The hiring of iconic former Liverpool manager Benitez was a particularly contentious move.
“To appoint a manager who the fans already hated, who does that? It’s so tone deaf,” Keoghan said. “Because Everton, as much as we are Evertonians, we are also defined by our hatred of Liverpool. That’s a massive part of what we are.”
Everton chairman Bill Kenwright hailed Moshiri’s investment back in 2016.
“After an exhaustive search, I believe we have found the perfect partner to take the club forward,” he said at the time.
It hasn’t worked out as fans had hoped, with a seventh-place finish in 2017 Everton’s best performance in that time.
Last season, Lampard secured Premier League survival in the penultimate game of the campaign after coming back from 2-0 down to beat Crystal Palace 3-2.
“It is one of the greatest moments of my footballing life and career,” Lampard said on the night that was further evidence of how far Everton had fallen.
Everton’s decline has not been for the lack of investment.
A transfer spend of around $780 million compares to around $795 million from Liverpool over the same period.
“The club before he came in was known for doing things right. (Former manager) David Moyes scouted really well, found bargains and on a relative shoestring and Everton were the best of the rest,” Keoghan said. “What we thought Everton were lacking was money.

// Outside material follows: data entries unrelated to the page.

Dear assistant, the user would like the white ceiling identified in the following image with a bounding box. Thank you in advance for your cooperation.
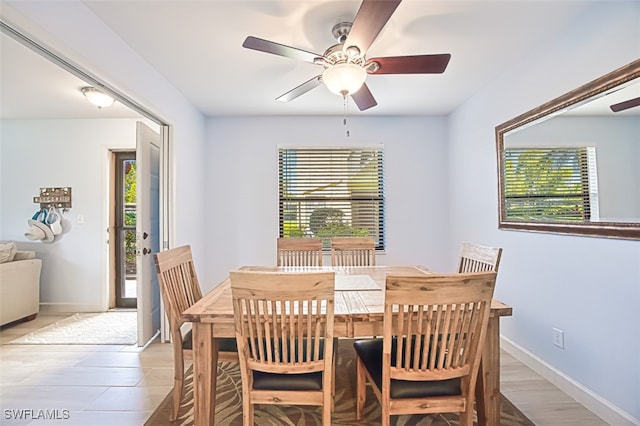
[0,31,140,119]
[1,0,635,119]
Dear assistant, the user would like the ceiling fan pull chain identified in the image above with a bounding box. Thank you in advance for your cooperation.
[343,94,351,138]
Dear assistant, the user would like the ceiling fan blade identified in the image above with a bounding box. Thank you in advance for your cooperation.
[610,96,640,112]
[367,54,451,74]
[351,83,377,111]
[243,36,321,64]
[344,0,402,54]
[276,75,323,102]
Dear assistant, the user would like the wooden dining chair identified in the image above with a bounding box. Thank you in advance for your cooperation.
[457,241,503,273]
[276,237,323,266]
[330,236,376,266]
[154,245,238,421]
[353,271,497,426]
[230,270,336,426]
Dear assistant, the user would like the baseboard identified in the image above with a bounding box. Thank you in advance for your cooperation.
[39,303,105,313]
[501,336,639,426]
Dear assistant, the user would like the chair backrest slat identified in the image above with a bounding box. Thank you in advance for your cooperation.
[457,241,502,273]
[154,245,202,331]
[277,237,323,267]
[231,270,335,374]
[330,237,376,267]
[384,272,497,383]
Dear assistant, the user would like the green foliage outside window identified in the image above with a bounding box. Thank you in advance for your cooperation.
[124,161,137,226]
[504,148,589,221]
[309,208,345,235]
[123,160,137,275]
[315,223,369,247]
[282,221,304,237]
[309,207,369,247]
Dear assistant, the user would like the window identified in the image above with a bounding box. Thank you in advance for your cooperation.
[279,147,385,250]
[503,147,598,222]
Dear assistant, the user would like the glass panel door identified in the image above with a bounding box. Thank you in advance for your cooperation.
[115,151,137,308]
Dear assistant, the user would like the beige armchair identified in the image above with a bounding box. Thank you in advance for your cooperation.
[0,250,42,326]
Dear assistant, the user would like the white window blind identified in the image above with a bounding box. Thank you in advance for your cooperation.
[586,147,600,221]
[503,147,597,221]
[279,147,385,250]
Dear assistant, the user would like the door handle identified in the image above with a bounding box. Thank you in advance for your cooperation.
[142,247,151,255]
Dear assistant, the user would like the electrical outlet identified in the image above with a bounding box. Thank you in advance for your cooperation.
[553,328,565,349]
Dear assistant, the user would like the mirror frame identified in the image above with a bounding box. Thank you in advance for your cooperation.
[495,59,640,240]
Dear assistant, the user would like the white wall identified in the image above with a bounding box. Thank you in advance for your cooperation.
[0,119,136,311]
[203,115,451,290]
[448,2,640,424]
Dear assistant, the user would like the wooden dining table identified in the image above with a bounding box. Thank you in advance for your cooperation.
[182,265,512,426]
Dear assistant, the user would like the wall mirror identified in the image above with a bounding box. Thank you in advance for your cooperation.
[495,59,640,240]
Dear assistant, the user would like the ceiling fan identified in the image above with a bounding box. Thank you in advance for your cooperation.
[610,96,640,112]
[242,0,451,111]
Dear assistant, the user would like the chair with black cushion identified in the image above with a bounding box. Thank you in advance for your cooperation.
[230,270,336,426]
[354,271,497,426]
[330,236,376,267]
[154,245,238,421]
[277,237,323,267]
[457,241,502,273]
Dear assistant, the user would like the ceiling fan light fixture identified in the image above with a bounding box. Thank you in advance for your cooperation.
[81,86,115,109]
[322,63,367,96]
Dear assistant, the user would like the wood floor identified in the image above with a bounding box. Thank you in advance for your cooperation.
[0,313,607,425]
[500,351,608,425]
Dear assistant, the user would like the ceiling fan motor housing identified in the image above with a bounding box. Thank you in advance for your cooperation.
[332,22,352,43]
[324,22,365,67]
[323,44,365,68]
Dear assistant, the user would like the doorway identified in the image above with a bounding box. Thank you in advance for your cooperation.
[109,122,163,346]
[114,151,137,309]
[2,21,171,347]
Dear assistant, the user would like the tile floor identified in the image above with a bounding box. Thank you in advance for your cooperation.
[1,314,172,425]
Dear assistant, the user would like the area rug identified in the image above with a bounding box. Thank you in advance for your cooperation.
[8,311,137,345]
[145,339,535,426]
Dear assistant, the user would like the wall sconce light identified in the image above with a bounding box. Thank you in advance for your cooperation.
[81,86,115,109]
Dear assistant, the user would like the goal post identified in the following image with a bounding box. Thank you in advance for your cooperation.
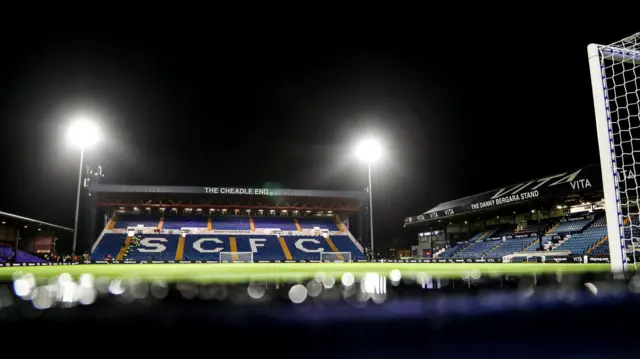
[320,251,352,262]
[219,251,254,263]
[587,33,640,274]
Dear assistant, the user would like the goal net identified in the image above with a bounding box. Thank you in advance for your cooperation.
[320,251,352,263]
[588,32,640,273]
[219,252,254,263]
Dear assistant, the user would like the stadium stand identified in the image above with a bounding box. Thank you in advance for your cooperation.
[468,231,487,242]
[487,237,537,258]
[481,227,501,240]
[495,228,517,237]
[212,217,251,230]
[253,217,298,230]
[439,228,503,258]
[523,236,553,252]
[91,234,129,260]
[453,239,501,258]
[590,240,610,255]
[519,220,550,234]
[114,214,160,229]
[0,245,48,263]
[297,217,340,231]
[438,242,467,258]
[547,218,592,234]
[163,217,208,229]
[91,216,366,262]
[555,216,607,255]
[496,221,549,237]
[404,164,623,263]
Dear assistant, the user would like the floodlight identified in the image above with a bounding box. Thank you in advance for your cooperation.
[67,118,100,148]
[355,138,382,163]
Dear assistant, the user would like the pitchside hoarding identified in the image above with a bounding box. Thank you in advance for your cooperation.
[0,257,615,265]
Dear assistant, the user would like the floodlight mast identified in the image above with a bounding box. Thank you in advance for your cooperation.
[355,139,381,259]
[72,147,84,255]
[67,119,100,255]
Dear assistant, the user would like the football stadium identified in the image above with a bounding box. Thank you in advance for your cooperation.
[0,163,629,283]
[404,164,625,266]
[1,31,640,358]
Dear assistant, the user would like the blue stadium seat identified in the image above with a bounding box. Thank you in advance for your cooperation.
[439,242,467,258]
[523,236,553,252]
[92,233,128,259]
[548,218,592,234]
[0,245,47,263]
[163,216,208,230]
[93,234,366,262]
[454,240,501,258]
[591,241,609,255]
[440,228,501,258]
[212,217,251,230]
[556,217,607,255]
[487,237,537,258]
[113,214,159,229]
[253,217,298,230]
[297,217,340,231]
[123,234,181,261]
[182,235,283,261]
[320,235,366,260]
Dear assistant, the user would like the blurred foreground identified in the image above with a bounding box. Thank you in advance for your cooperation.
[0,262,615,282]
[0,265,639,358]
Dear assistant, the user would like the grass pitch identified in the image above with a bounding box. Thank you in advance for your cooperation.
[0,263,615,283]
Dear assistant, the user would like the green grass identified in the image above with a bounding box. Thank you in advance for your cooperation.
[0,263,616,283]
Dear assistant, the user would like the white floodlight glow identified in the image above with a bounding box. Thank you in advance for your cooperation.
[355,138,382,163]
[67,118,100,148]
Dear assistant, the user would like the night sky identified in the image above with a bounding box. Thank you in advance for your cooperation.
[0,23,636,251]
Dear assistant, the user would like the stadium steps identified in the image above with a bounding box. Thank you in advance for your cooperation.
[477,227,501,241]
[250,217,256,232]
[587,235,608,255]
[485,242,502,255]
[439,242,470,258]
[476,231,489,240]
[158,217,164,230]
[175,236,186,260]
[325,236,344,260]
[107,214,117,229]
[116,236,133,260]
[207,218,212,231]
[334,216,345,232]
[550,239,566,250]
[229,236,238,260]
[524,240,539,252]
[278,237,293,260]
[546,223,559,235]
[294,218,302,231]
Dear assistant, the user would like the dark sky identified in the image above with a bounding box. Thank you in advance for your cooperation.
[0,22,636,250]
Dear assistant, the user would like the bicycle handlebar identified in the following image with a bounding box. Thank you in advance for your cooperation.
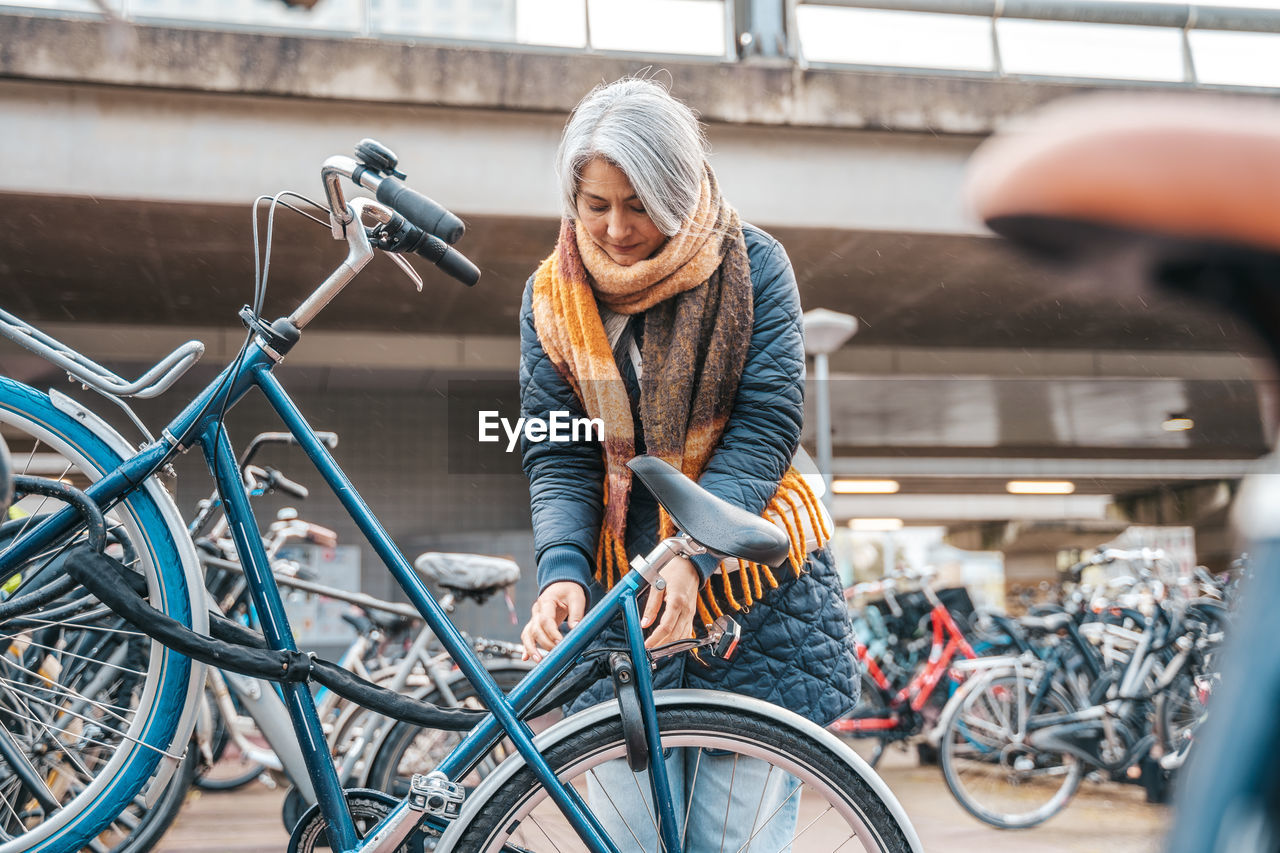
[291,149,481,328]
[239,430,339,467]
[244,464,308,501]
[374,177,465,245]
[370,210,480,287]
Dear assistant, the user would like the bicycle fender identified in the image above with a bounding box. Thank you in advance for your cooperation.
[49,387,210,802]
[432,689,923,853]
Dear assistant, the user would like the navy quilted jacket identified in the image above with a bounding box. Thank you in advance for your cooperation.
[519,224,859,725]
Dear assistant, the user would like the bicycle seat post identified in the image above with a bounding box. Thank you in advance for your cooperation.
[627,534,703,587]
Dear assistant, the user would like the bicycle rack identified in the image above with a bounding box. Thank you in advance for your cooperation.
[0,307,204,399]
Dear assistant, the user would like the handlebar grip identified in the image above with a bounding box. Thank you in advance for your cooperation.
[410,231,482,287]
[375,178,465,245]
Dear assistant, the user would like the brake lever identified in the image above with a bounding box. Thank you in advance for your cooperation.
[361,203,425,292]
[386,251,424,292]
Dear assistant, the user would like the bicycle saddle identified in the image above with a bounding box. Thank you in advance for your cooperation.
[340,610,376,635]
[967,93,1280,261]
[414,552,521,596]
[626,455,790,567]
[366,609,416,636]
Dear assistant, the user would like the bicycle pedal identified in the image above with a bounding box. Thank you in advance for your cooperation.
[408,772,465,818]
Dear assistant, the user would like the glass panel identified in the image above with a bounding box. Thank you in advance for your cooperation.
[372,0,517,41]
[587,0,724,56]
[997,19,1185,82]
[798,5,993,71]
[124,0,363,33]
[516,0,586,47]
[0,0,102,13]
[1190,30,1280,89]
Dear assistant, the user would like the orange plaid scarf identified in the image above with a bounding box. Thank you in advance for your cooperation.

We thought money would come in and turn the best of the rest into an elite club. It’s been a disaster really.”
Still, Everton remains one of England’s most famous clubs as a founding member of the Football League in 1888 and the Premier League in 1992.
It still enjoys fervent support and is due to move into a state-of-the-art new stadium next year, though fans fear it could host second-tier soccer, with the prospect of relegation from the top flight for the first time since 1951 .
Moshiri says he remains committed to Everton.
“The club investors is not for sale, but I’ve been talking to top of real quality to bridge a gap on the stadium,” he told the club’s Fan Advisory Board before the loss to West Ham. “It is not selling the club at all, it is just bringing more expertise in terms of global sponsorship, in terms of commercial development and a lot of specialist sport investors have this pool of knowledge.”